Le soir tombe en douceur sur les champs de betteraves. Bientôt on n'y verra plus rien. Les prévoyants allument sur leur front une lampe de cyclope ; des veinards suivent le phare du vélo de leur copine, avec transistor et boissons glucosées sur le porte-bagages. Les cent cinquante coureurs, peu à peu, se sont éparpillés, chacun entre seul dans la nuit. Morne plaine, routes minuscules, sans lampe je cours à l'aveuglette, guettant les flèches blanches par terre aux carrefours, mais la peur de m'égarer mise à part je n'envie pas les éclairés, les accompagnés : je m'abandonne à la nuit, je me fonds en elle. Je ne suis plus qu'un peu de nuit ambulante. L'obscurité m'empêche de consulter ma montre et de calculer ma moyenne pour passer le temps, mais qu'importe, le temps je l'oublie, j'avance avec une infinie patience, la fatigue naissante s'engourdit.
Voici au loin les lumières du prochain bourg, réconfortantes comme celle d'un phare sur la mer. Tous les dix kilomètres, dans le café d'un village endormi, ravitaillement : boissons, fruits secs, un massage vite fait pour ceux qui veulent. Je me contente de mon remontant habituel — car j'ai mon dopage secret, moi aussi : un peu de thé chaud sucré dans un gobelet en plastique.

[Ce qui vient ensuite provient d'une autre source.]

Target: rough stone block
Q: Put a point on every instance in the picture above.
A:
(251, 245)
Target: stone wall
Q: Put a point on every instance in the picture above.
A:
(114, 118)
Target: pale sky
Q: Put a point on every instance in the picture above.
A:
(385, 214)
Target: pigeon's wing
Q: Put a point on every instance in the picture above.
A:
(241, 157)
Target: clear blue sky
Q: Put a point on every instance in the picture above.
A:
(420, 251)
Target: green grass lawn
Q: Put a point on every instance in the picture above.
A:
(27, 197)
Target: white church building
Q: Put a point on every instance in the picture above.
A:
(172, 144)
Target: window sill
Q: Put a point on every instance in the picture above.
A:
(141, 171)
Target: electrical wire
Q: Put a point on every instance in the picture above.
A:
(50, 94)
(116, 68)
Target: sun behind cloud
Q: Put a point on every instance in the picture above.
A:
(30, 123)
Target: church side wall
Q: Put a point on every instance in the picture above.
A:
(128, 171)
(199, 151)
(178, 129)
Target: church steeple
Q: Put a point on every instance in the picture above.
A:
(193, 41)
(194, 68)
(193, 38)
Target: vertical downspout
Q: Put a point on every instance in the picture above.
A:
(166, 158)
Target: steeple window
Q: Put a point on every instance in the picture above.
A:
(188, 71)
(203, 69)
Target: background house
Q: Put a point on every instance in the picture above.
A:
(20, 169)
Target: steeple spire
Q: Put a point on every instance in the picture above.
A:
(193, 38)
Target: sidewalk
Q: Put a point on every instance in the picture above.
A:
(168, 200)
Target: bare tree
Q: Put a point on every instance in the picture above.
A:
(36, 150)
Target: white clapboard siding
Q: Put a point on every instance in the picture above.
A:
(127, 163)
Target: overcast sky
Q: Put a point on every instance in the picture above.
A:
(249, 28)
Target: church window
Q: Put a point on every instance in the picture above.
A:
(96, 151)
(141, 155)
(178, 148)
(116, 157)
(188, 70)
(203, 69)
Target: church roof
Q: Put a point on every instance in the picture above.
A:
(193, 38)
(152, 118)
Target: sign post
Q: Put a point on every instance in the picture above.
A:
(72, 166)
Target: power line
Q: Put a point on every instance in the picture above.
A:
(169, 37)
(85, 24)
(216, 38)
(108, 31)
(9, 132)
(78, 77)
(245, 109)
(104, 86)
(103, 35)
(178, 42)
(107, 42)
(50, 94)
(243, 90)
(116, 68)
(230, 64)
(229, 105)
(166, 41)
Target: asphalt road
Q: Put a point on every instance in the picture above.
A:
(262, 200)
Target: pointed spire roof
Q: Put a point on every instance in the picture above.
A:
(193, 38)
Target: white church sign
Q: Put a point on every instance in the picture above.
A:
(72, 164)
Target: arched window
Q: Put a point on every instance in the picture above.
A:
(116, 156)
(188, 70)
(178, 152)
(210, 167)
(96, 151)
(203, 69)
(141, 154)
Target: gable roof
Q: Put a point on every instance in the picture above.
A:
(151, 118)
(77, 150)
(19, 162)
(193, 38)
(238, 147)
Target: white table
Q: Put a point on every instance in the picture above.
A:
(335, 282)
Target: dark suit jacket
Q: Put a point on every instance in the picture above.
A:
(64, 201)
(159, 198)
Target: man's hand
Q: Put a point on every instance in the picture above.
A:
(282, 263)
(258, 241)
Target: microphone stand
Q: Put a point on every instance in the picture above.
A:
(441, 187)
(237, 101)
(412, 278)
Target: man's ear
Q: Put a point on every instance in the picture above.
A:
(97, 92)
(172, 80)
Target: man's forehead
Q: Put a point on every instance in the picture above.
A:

Plus que trente kilomètres. Coup d'œil à la montre : j'ai pris de l'avance ! Je vais battre mon record ! C'est alors que se pointe la fatigue ; d'abord contrôlée, dépouillement progressif, dénuement fier, puis très vite le coup de barre violent.
J'aurais dû m'en douter. Sur ces distances, il ne nous rate jamais. Je titube jusqu'au prochain ravito. Peux plus courir. Pas de panique, mon gars. Vingt kilomètres encore, trois fois rien ! Repartir en marchant comme un petit vieux. Tâcher de finir quand même.
...Tiens, on dirait que ça s'arrange... Si on trottait cent mètres ? On trotte. Peu à peu, je n'en crois pas mon corps, la machine repart. J'accélère, la cadence revient. Je ne sens plus mes jambes. Loin devant dans la nuit, une petite étoile tressaute, un coureur suivi d'un vélo, épuisé sans doute, dont je me rapproche lentement, que je rattrape aux portes de Steenwerck, l'arrivée, déjà ! Temps final : 9h50. Jamais je ne ferai mieux. Avant d'entrer au sprint dans la grande salle du gymnase, éclairée prodigieusement comme doit l'être le paradis, avant d'ôter mon dossard et de dormir une heure ou deux dans l'un des lits de camp alignés au fond, j'ai vu dehors à l'horizon les premières lueurs de l'aube. Cinq heures du matin. Le bout de la nuit. Comme si tous ensemble, en courant, nous avions fait naître le jour.